Simplifying DINO via Coding Rate Regularization

Properties
authors	Ziyang Wu, Jingyuan Zhang, Druv Pai, XuDong Wang, Chandan Singh, Jianwei Yang, Jianfeng Gao, Yi Ma
year	2025
url	http://arxiv.org/abs/2502.10385

Abstract

DINO and DINOv2 are two model families being widely used to learn representations from unlabeled imagery data at large scales. Their learned representations often enable state-of-theart performance for downstream tasks, such as image classification and segmentation. However, they employ many empirically motivated design choices and their training pipelines are highly complex and unstable — many hyperparameters need to be carefully tuned to ensure that the representations do not collapse — which poses considerable difficulty to improving them or adapting them to new domains. In this work, we posit that we can remove most such-motivated idiosyncrasies in the pre-training pipelines, and only need to add an explicit coding rate term in the loss function to avoid collapse of the representations. As a result, we obtain highly simplified variants of the DINO and DINOv2 which we call SimDINO and SimDINOv2, respectively. Remarkably, these simplified models are more robust to different design choices, such as network architecture and hyperparameters, and they learn even higher-quality representations, measured by performance on downstream tasks, offering a Pareto improvement over the corresponding DINO and DINOv2 models. This work highlights the potential of using simplifying design principles to improve the empirical practice of deep learning.

Notes¶

Zotero Link

“To explain why DINO does not collapse, we wish to highlight the centering operation in (3), which computes batch statistics during its EMA update, hence using negative samples and implicitly pushing different samples’ features apart, even though the precise conceptual mechanism by which this occurs is not clear” (Wu et al., 2025, p. 3)

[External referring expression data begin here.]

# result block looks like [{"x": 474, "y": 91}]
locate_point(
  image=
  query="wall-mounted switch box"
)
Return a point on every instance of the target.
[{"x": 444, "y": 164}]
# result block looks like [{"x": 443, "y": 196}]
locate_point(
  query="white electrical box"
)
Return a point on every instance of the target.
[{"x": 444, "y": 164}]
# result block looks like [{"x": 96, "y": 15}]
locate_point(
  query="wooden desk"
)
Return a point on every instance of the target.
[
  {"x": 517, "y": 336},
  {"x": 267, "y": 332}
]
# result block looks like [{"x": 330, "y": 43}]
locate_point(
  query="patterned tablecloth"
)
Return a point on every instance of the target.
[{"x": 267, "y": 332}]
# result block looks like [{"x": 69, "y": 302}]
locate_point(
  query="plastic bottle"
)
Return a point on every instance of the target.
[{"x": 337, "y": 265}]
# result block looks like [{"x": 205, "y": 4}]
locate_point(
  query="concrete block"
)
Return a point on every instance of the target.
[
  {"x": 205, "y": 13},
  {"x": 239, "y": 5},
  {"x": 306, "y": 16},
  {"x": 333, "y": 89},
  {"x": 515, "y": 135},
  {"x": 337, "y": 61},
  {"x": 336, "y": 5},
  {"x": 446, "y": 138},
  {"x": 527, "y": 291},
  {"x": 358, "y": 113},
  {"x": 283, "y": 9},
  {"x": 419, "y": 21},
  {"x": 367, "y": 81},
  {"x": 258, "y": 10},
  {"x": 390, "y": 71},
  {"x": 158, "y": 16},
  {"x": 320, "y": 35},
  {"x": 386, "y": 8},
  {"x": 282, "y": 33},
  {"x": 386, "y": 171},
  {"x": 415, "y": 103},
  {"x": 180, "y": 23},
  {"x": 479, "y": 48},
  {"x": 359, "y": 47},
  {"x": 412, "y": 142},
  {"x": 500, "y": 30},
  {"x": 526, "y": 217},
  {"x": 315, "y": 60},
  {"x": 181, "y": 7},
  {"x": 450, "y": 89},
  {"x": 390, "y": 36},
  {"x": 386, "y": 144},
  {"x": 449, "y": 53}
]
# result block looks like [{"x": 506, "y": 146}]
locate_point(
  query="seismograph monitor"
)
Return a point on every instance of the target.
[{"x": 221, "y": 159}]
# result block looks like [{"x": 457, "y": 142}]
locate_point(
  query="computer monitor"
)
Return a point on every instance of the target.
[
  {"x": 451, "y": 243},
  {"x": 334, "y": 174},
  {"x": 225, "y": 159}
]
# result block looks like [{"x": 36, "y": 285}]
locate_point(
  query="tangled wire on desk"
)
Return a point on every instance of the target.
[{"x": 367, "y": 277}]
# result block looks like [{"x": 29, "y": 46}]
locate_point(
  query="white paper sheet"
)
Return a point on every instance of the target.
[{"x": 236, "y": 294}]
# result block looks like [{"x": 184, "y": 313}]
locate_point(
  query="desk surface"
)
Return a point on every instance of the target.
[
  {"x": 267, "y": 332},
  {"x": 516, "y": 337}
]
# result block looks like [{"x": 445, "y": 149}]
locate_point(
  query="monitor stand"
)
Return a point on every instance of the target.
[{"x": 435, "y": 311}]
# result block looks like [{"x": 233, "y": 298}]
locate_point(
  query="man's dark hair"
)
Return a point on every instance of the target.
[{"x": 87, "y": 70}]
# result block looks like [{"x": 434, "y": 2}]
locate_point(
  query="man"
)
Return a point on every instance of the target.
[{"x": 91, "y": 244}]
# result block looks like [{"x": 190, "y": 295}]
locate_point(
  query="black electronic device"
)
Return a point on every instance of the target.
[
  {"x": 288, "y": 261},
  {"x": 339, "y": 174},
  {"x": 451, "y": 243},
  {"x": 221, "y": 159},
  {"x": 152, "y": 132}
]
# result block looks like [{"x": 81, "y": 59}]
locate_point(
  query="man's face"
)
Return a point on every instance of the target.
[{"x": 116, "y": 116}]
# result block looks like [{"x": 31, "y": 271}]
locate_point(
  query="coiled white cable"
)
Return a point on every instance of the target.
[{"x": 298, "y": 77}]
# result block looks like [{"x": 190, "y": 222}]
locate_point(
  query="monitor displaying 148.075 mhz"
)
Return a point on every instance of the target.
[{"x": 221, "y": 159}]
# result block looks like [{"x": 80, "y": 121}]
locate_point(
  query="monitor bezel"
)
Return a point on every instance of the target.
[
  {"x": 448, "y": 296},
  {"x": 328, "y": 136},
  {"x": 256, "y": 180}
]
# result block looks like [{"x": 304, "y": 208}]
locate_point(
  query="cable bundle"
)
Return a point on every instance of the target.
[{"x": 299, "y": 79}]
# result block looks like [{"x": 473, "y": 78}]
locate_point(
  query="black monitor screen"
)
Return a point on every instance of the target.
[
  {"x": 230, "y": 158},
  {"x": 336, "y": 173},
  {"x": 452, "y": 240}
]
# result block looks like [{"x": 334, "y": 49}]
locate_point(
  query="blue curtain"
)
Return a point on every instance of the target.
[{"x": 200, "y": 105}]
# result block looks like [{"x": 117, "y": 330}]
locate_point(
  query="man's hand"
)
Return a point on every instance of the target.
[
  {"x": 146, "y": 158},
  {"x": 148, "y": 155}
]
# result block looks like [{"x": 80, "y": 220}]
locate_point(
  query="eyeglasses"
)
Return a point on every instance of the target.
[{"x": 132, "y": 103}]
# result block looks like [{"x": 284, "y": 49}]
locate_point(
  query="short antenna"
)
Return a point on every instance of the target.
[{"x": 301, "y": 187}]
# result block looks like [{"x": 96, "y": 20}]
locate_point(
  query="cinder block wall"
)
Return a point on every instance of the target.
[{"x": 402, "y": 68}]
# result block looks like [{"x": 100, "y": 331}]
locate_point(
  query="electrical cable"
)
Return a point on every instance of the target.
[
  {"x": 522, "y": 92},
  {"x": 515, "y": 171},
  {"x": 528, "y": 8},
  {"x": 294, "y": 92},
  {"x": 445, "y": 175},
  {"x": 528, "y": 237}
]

“To see why this works, consider if some patches are masked, and the model is able to predict masked patches using their unmasked neighbors, then from each patch the model can extract strong information about the semantics of nearby patches” (Wu et al., 2025, p. 4)

“Namely, we dispense with the DINO/iBOT heads, the Sinkhorn-Knopp centering, and the softmaxes, and compute the Euclidean distance-based loss directly on normalized features.” (Wu et al., 2025, p. 5)

It's interesting that SK Centering can be replaced also.

“Due to the explicit coding rate regularization, it is possible to train SimDINO without self-distillation. To validate this, we train ViT-S models on ImageNet-1k by setting the teacher network to be the student network at each iteration, effectively removing the EMA operation. Results are presented in Table 8. We can see that the original DINO collapses under this setup for reasons discussed in Appendix B, while SimDINO is able to yield non-trivial performance. It is worth noting that compared to training with full self-distillation, this variant primarily lags behind in terms of k-NN performance while the gap in linear probe is significantly smaller.” (Wu et al., 2025, p. 16)

Pasted image 20250418170411.png { width="500" }

This is, I think, one of the most important advantages of using the CRR formulation over DINO's. Training doesn't actually collapse without self-distillation.

“On the theoretical side, our simplified framework provides an entry point for studying the geometric properties of the global optima of self-supervised learning losses.” (Wu et al., 2025, p. 8)